第１図はこの発明の一実施例を示す説明図、第２図はこ
の発明を実施するための計算機システムを示す構成ブロ
ック図、第３図はCPUの処理手順を示すフローチャート
である。１……キーボード、２……ディスプレイ装置、３……メ
モリ、４……入力バッファ、５……CPU。FIG. 1 is an explanatory diagram showing an embodiment of the present invention, FIG. 2 is a block diagram showing a configuration of a computer system for carrying out the present invention, and FIG. 3 is a flowchart showing a processing procedure of a CPU. 1 ... keyboard, 2 ... display device, 3 ... memory, 4 ... input buffer, 5 ... CPU.

───────────────────────────────────────────────────── フロントページの続き (72)発明者荒谷徹東京都渋谷区代々木３丁目57番６号グランフォーレ富士ゼロックス株式会社内 (56)参考文献特開昭61−163424（ＪＰ，Ａ) 特開昭63−88626（ＪＰ，Ａ) ──────────────────────────────────────────────────続き Continuation of the front page (72) Inventor Toru Araya 3-57-6 Yoyogi, Shibuya-ku, Tokyo Granforet Fuji Xerox Co., Ltd. (56) References JP-A-61-163424 (JP, A) Kaisho 63-88626 (JP, A)

Claims

(57) [Claims]

An X-byte character string internally representing each character with a character code length of X bytes and a Y-byte character string internally representing each character with a character code length of Y bytes longer than the X bytes are processed. An internal representation format conversion method for a computer system that performs different processing between the X-byte character string and the Y-byte character string, wherein Y is used for processing a character string internally represented by an X-byte character code length.

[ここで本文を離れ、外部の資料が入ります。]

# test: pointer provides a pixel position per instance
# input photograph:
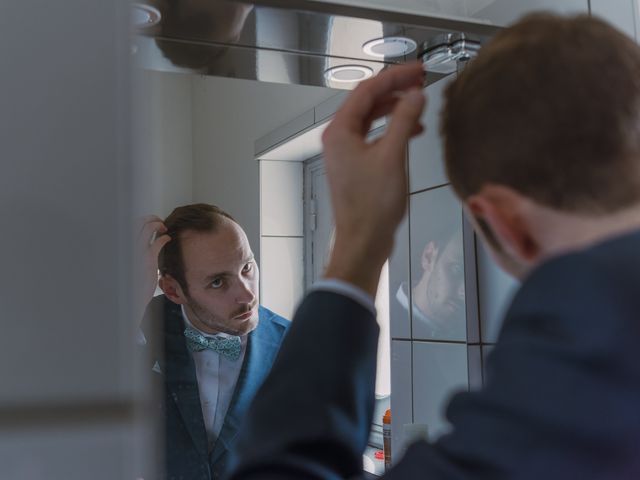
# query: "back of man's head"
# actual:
(198, 217)
(549, 108)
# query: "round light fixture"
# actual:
(348, 73)
(388, 47)
(144, 16)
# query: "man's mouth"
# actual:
(246, 315)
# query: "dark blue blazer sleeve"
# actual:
(311, 417)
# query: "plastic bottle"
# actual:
(386, 438)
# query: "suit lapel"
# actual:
(262, 346)
(181, 380)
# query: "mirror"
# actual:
(211, 79)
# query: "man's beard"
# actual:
(215, 322)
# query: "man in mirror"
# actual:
(542, 146)
(437, 295)
(212, 343)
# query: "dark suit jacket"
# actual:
(186, 453)
(562, 399)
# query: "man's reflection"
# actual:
(438, 298)
(216, 22)
(212, 343)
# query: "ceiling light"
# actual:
(389, 47)
(348, 73)
(144, 16)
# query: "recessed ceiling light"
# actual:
(348, 73)
(388, 47)
(144, 16)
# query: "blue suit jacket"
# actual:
(562, 398)
(186, 453)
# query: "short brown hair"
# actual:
(550, 109)
(198, 217)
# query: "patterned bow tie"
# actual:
(227, 346)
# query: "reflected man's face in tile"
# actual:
(440, 292)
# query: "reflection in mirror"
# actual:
(437, 296)
(195, 144)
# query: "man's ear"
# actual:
(506, 213)
(429, 255)
(172, 289)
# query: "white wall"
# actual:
(228, 116)
(68, 393)
(163, 142)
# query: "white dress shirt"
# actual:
(217, 377)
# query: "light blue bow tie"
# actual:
(227, 346)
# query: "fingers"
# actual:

Detecting a character internally represented by a byte character code, converting the character string represented by the X-byte character code length into an internal representation form of a Y-byte character code length; Expression format conversion method.

2. An X-byte character string internally representing each character with a character code length of X bytes and a Y-byte character string internally representing each character with a character code length of Y bytes longer than the X bytes A method for converting an internal representation format of a computer system, which performs a different process between the X-byte character string and the Y-byte character string, wherein a predetermined character string of a first character string internally represented by a character code length of X bytes When a program including a character string in which a second character string internally represented by a character code length of Y bytes is inserted at a position and a different character on the inner surface of the character string is detected, a first character defined by the program is detected. After converting the internal representation form of each character element of the character string into a Y-byte character having a character code length of Y bytes,
And generating a third character string by inserting the third character string, and performing a process corresponding to the Y-byte character string on the generated third character string.